Währungswächter erhält Aachener Karlspreis
Jean-Claude Trichet wird zum Ende seiner Amtszeit als Chef der Europäischen Zentralbank geehrt
Aachen. Es muss nicht immer Griechenland sein. Wenn der scheidende Präsident der Europäischen Zentralbank (EZB), Jean-Claude Trichet, in diesen Tagen zu einer Dienstreise aufbricht, steht meist die Sorge um den kriselnden Euro auf der Tagesordnung. Am Donnerstag wartet in Aachen allerdings ein wesentlich angenehmerer Termin auf den Franzosen. An historischer Stätte wird Trichet mit dem renommierten Karlspreis ausgezeichnet.
Das Karlspreis-Direktorium würdigt damit den Einsatz Trichets für einen stabilen Euro und den Erhalt der Wettbewerbsfähigkeit des Europäischen Binnenmarktes. Die Verleihung setze „das Signal, die Europäische Währungsunion und einen stabilen Euro existenziell zu sichern“, hieß es zur Begründung. Im Ergebnis sei der Euro eine Erfolgsgeschichte. Die Auswirkungen der Finanzkrise wären ohne Währungsunion und ohne die Europäische Zentralbank weit dramatischer gewesen.

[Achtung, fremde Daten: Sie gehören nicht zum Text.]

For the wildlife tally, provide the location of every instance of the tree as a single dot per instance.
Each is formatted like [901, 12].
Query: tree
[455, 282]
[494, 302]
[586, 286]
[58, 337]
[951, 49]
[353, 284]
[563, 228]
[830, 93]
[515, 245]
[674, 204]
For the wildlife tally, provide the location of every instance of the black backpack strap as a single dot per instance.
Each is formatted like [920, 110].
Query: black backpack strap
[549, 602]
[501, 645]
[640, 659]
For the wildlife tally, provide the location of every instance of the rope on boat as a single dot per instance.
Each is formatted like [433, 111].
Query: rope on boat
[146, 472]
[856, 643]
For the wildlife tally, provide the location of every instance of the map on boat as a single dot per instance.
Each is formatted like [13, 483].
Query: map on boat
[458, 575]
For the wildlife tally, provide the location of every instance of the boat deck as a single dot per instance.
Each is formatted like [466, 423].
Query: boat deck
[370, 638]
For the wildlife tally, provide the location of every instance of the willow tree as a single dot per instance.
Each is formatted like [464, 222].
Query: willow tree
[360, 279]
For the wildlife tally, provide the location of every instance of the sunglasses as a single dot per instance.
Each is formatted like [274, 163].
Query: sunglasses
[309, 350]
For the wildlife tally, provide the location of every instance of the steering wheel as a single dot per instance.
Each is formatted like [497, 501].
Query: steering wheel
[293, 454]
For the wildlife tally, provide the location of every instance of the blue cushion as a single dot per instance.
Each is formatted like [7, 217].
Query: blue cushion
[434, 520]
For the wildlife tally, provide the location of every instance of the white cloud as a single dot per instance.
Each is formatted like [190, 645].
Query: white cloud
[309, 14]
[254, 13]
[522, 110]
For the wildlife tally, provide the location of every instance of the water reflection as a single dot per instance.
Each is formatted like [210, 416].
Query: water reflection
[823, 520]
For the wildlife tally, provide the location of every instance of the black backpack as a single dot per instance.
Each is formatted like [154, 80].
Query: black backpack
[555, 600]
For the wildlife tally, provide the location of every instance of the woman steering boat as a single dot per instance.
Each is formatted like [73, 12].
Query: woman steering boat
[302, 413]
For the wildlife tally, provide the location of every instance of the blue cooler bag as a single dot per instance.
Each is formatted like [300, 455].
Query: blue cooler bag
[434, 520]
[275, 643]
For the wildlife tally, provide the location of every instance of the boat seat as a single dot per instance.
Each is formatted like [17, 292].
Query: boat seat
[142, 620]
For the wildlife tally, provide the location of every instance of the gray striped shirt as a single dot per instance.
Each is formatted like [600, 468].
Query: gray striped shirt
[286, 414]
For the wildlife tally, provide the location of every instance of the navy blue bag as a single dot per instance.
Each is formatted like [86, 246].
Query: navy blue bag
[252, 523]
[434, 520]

Seit 2003 steht Trichet an der Spitze der EZB. Die Auszeichnung in Aachen rundet seine Amtszeit ab, die im Herbst nach acht Jahren turnusgemäß zu Ende geht.
Geboren am 20. Dezember 1942 in Lyon, machte Trichet Hochschulabschlüsse in Politik, Ingenieurs- und Wirtschaftswissenschaften. Er durchlief die Kaderschmiede für Verwaltung ENA. Danach ging er in die Finanzpolitik, bis er 1993 den Chefsessel der französischen Notenbank übernahm. Er drückte die Inflationsrate und förderte Privatisierungen in Frankreich.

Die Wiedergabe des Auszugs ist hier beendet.